Several major benefits related to federal employment have been extended to same-sex married couples and their family members over the last year, although policies regarding unmarried domestic partners remain more restrictive.

The U.S. Supreme Court on June 26, 2013 issued its decision invalidating the portion of the Defense of Marriage Act that had defined a marriage, for federal benefits purposes, as only between a man and a woman.
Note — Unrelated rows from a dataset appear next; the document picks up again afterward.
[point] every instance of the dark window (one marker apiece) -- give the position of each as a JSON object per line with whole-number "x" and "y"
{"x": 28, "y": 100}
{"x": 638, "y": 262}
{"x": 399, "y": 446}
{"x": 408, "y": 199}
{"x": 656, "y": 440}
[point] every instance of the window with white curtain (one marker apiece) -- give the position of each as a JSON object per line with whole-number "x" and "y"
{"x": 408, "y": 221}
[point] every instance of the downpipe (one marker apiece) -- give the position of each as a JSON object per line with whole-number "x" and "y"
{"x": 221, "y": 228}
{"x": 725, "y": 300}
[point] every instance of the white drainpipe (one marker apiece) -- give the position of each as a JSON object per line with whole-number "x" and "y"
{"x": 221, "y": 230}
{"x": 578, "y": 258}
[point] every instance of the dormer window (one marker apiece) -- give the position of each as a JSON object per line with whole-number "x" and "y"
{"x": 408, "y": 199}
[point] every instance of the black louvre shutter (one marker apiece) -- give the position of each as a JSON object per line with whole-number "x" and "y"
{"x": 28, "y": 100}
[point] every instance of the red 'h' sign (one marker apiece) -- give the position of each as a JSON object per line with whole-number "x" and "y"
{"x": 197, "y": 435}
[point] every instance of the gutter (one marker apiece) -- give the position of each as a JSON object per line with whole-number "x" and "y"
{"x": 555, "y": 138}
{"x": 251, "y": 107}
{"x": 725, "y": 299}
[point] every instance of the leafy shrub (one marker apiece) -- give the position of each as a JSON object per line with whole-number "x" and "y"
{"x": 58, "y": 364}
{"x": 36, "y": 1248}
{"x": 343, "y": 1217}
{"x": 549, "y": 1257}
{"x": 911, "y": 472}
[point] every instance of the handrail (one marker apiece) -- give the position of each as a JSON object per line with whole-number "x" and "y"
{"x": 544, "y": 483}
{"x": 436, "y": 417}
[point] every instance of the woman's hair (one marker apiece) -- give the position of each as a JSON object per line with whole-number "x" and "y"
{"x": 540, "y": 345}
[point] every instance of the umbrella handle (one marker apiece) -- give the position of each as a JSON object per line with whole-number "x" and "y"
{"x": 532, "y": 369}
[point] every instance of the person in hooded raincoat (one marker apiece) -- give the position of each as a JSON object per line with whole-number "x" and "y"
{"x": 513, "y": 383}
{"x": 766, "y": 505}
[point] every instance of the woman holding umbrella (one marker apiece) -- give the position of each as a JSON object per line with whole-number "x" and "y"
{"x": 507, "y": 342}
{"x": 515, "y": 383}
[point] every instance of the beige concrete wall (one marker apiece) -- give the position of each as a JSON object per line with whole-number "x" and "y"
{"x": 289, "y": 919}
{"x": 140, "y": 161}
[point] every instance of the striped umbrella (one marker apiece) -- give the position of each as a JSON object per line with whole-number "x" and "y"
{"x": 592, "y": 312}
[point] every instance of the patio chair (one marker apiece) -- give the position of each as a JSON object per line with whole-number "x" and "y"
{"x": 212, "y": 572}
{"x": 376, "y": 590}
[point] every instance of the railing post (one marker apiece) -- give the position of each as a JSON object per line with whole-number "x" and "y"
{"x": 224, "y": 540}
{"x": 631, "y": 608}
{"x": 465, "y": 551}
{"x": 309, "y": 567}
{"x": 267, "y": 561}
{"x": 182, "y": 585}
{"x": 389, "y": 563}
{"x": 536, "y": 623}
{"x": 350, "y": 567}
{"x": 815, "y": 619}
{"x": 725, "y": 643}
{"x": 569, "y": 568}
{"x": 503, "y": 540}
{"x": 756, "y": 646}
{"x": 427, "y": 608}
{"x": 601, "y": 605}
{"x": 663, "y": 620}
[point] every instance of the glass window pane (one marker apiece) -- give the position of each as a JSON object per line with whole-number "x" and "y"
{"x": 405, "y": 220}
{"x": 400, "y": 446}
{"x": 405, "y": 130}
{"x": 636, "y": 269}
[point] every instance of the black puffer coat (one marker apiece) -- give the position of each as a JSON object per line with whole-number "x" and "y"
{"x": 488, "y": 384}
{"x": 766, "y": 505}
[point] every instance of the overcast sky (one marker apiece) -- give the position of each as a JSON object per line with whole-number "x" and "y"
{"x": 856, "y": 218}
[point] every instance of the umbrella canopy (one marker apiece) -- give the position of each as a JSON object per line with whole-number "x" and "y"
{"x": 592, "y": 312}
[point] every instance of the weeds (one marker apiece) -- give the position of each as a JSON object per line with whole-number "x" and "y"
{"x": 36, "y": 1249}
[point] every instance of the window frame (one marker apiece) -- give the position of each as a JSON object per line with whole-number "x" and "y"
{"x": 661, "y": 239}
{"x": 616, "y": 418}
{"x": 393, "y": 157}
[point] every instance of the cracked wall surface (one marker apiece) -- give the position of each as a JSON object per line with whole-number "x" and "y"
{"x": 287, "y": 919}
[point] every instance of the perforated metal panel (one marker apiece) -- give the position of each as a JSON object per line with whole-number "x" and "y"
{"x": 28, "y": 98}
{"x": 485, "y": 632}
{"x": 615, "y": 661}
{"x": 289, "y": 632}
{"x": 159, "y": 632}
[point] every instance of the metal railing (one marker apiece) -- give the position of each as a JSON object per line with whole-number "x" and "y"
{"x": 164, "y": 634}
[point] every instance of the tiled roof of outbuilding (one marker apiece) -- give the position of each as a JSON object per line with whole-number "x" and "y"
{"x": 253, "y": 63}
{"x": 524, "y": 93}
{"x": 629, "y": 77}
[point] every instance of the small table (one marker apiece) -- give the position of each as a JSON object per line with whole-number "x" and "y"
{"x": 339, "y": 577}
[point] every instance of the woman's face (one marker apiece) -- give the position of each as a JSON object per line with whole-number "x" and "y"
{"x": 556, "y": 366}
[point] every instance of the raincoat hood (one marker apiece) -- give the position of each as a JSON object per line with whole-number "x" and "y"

That cleared the way for immediately extending to same-sex spouses major benefits including coverage under the Federal Employees Health Benefits Program and eligibility for a survivor benefit under federal employee retirement annuities. Benefits also were extended under those programs to the children of same-sex spouses who met standard eligibility requirements.

(J. Scott Applewhite/AP)

Those benefits apply regardless of whether the jurisdiction in which the couple is living recognizes same-sex marriage, so long as the marriage was performed in one that did.

The Office of Personnel Management says it does not have data on how many federal employees, retirees and family members those changes affected.
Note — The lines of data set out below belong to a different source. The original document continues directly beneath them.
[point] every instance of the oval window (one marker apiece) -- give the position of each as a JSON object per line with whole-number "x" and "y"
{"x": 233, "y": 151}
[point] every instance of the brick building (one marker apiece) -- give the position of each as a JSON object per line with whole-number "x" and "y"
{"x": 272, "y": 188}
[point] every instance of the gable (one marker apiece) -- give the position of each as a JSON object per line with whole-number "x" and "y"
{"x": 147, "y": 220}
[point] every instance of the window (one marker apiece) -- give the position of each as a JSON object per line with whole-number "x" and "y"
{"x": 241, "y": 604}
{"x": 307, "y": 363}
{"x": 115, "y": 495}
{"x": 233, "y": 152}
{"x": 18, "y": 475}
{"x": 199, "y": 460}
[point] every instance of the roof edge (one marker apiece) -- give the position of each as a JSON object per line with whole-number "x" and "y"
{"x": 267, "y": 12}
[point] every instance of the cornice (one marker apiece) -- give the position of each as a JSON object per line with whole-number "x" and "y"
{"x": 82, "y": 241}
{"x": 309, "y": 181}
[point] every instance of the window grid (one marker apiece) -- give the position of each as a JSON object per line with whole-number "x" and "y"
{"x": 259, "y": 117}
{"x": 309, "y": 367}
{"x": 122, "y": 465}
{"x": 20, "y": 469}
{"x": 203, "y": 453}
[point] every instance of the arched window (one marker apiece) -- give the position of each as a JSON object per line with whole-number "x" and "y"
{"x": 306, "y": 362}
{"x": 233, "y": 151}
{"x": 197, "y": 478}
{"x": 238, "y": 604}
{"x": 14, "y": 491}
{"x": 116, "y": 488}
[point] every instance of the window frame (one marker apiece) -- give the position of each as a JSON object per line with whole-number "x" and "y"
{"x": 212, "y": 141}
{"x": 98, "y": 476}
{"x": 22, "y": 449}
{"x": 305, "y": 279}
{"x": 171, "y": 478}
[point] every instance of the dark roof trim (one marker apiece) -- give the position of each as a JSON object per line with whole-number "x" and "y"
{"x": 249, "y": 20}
“One significant logistical barrier to tracking this is that any enrollee who had an existing self and family enrollment (say to cover themselves and their children) only had to call their carrier to add their newly eligible same-sex spouse,” a spokesperson said in an e-mail. “OPM has no way to track that because we aren’t involved in the transaction.”

In addition, a same-sex spouse became eligible for Federal Long-Term Care Insurance Program enrollment. Under that program, eligibility already applied to a same-sex domestic partner meeting certain standards.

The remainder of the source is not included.